JP Morgan Chase (JPM) Price Chart

Morgan Stanley has beaten consensus estimates for the past four quarters. The company has taken steps to capitalize on multiple aspects of capital markets. This is evident from its recent acquisitions of Eaton Vance, an investment management group, and E*Trade Financial, an online trading platform.

It has placed more emphasis on business lending and should benefit from rising interest rates in this area.

The company has sound fundamentals and should meet its obligations even if the economic situation deteriorates.

Morgan Stanley also reported earnings below expectations, reporting an 11% revenue loss for the second quarter of 2022. Much of it came from the company’s investment banking arm.

Morgan Stanley (MS) price chart

Citigroup was an underperformer among the banking sector. The bank came under pressure on its net interest income in 2018 and 2019, which should be eased in the current high interest rate economy. The company is expected to increase its paid branch in the coming months.

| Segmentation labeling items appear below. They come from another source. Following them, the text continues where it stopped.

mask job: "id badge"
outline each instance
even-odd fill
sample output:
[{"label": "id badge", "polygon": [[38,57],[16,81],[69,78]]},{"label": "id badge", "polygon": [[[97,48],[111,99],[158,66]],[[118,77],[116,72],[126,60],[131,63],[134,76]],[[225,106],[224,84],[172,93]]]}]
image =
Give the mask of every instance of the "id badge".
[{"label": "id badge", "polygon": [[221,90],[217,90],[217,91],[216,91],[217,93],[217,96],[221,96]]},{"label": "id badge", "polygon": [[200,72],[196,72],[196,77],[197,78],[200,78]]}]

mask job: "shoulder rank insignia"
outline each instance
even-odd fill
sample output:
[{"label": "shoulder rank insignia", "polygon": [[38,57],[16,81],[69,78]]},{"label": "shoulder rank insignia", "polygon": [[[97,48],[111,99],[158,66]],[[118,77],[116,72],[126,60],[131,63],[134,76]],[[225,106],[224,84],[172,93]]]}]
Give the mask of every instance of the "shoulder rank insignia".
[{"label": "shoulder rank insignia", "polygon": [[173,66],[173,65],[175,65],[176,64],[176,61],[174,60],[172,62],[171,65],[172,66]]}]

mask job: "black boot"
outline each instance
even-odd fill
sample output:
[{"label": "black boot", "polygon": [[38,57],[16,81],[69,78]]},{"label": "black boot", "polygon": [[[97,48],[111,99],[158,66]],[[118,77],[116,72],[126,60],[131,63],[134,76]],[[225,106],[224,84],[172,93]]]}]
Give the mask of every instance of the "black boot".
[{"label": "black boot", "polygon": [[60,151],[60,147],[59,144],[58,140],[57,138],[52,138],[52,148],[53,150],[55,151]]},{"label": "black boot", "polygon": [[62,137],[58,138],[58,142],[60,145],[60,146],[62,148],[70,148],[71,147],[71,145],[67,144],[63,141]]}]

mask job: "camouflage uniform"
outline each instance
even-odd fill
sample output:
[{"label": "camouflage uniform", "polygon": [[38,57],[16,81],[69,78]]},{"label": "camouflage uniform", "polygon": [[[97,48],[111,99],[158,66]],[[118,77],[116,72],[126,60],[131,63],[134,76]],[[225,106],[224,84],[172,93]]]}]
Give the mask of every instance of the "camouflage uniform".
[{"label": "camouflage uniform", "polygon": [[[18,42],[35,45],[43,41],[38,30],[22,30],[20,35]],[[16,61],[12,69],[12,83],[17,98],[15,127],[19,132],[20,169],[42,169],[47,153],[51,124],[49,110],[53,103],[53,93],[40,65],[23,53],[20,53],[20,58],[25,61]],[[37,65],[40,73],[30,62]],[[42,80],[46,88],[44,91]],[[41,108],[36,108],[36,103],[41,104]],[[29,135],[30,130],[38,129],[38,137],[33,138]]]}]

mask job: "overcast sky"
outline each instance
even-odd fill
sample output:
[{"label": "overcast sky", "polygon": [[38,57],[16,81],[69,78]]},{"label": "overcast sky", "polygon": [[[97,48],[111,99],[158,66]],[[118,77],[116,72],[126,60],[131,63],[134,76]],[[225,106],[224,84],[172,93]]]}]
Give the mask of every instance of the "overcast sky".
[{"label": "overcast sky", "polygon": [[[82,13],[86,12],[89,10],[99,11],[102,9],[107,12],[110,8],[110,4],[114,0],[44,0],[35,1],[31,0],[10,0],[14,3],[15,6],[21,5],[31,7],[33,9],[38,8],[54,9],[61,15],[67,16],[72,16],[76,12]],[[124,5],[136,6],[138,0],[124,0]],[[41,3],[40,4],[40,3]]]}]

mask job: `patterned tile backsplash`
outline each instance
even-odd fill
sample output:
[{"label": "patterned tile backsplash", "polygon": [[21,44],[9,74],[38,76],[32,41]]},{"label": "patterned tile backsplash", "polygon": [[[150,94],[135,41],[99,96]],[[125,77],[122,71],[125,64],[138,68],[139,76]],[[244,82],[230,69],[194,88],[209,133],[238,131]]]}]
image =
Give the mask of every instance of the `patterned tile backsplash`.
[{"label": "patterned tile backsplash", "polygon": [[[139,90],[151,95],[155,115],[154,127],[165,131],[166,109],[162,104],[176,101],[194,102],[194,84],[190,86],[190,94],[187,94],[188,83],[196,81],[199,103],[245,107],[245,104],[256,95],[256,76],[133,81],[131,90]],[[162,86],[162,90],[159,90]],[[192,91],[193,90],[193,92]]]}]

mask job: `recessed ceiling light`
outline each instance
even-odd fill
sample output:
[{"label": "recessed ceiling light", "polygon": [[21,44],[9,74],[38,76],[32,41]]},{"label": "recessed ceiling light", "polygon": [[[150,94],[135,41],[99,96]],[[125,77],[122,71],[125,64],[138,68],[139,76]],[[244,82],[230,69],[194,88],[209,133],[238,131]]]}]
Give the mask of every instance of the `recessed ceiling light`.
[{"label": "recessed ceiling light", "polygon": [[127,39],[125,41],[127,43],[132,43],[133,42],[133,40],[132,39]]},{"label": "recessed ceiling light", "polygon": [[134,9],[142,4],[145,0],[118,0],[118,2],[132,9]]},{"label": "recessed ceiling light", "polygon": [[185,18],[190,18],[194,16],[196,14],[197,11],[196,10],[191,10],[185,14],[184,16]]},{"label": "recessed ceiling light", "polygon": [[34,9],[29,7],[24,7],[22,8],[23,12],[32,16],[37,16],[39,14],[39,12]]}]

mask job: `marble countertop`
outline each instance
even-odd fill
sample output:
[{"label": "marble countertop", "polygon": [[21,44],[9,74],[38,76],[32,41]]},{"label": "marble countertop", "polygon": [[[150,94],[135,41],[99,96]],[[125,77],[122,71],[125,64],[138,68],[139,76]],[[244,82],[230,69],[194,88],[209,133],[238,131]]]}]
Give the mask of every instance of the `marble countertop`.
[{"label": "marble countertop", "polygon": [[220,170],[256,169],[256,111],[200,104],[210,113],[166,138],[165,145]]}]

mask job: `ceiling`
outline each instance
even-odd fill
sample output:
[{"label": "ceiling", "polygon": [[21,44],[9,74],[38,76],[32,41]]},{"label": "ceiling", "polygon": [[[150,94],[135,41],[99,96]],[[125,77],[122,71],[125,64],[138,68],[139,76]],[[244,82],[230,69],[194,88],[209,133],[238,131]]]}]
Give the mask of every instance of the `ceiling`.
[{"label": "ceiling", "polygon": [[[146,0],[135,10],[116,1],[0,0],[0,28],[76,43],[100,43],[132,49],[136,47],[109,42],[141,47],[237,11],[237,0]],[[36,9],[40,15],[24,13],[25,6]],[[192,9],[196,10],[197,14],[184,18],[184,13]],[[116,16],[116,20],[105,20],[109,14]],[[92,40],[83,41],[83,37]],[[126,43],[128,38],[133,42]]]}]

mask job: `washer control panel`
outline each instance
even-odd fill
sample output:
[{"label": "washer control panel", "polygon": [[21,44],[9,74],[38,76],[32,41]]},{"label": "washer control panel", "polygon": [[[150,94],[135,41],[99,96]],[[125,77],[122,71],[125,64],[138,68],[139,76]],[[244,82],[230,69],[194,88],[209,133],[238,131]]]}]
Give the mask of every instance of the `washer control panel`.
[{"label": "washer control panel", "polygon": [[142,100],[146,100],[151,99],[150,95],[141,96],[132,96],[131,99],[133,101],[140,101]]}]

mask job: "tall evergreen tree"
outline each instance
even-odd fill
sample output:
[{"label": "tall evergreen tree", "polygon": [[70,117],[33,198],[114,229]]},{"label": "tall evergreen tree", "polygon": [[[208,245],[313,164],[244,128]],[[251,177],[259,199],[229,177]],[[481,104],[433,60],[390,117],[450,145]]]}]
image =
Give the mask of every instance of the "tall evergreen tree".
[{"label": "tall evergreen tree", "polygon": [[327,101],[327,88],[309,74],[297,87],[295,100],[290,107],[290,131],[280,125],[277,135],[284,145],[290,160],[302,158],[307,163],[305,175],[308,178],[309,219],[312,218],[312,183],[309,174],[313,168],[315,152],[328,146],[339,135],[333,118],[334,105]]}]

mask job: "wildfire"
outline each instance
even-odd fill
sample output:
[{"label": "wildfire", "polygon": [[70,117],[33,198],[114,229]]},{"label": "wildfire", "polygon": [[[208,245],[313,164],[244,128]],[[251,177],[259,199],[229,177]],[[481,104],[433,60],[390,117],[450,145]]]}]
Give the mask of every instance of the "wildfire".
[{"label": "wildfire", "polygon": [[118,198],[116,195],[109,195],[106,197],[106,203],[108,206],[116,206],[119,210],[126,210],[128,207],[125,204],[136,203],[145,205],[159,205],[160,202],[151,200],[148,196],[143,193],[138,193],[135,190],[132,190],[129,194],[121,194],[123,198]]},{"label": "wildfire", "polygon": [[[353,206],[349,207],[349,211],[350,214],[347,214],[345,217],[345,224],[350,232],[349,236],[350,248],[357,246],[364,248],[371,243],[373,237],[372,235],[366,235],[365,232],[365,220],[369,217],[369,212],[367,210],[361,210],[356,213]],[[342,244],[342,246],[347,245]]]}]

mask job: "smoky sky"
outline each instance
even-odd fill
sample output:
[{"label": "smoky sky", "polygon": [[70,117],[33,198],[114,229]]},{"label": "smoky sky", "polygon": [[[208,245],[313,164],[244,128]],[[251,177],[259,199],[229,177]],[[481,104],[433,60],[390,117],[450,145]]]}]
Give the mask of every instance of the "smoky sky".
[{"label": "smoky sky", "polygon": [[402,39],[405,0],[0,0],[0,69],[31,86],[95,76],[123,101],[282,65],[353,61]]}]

After stopping the buyback program in 2020 to preserve liquidity, it has resumed the program periodically since. It has returned $4 billion to its shareholders by the first quarter of 2022.

Citigroup Pricing Table (C)

Another company that has underperformed the sector over the past three months.

Its core business remains its strength. The company has taken steps to grow its wealth and asset management businesses, while expanding its consumer digital banking platform.

Goldman opened an automated wealth management platform called Marcus in 2021 to digitally expand its financial offerings to clients.

In 2021, it increased its dividends by 60% and expects a further increase of 25% during the third quarter of 2022.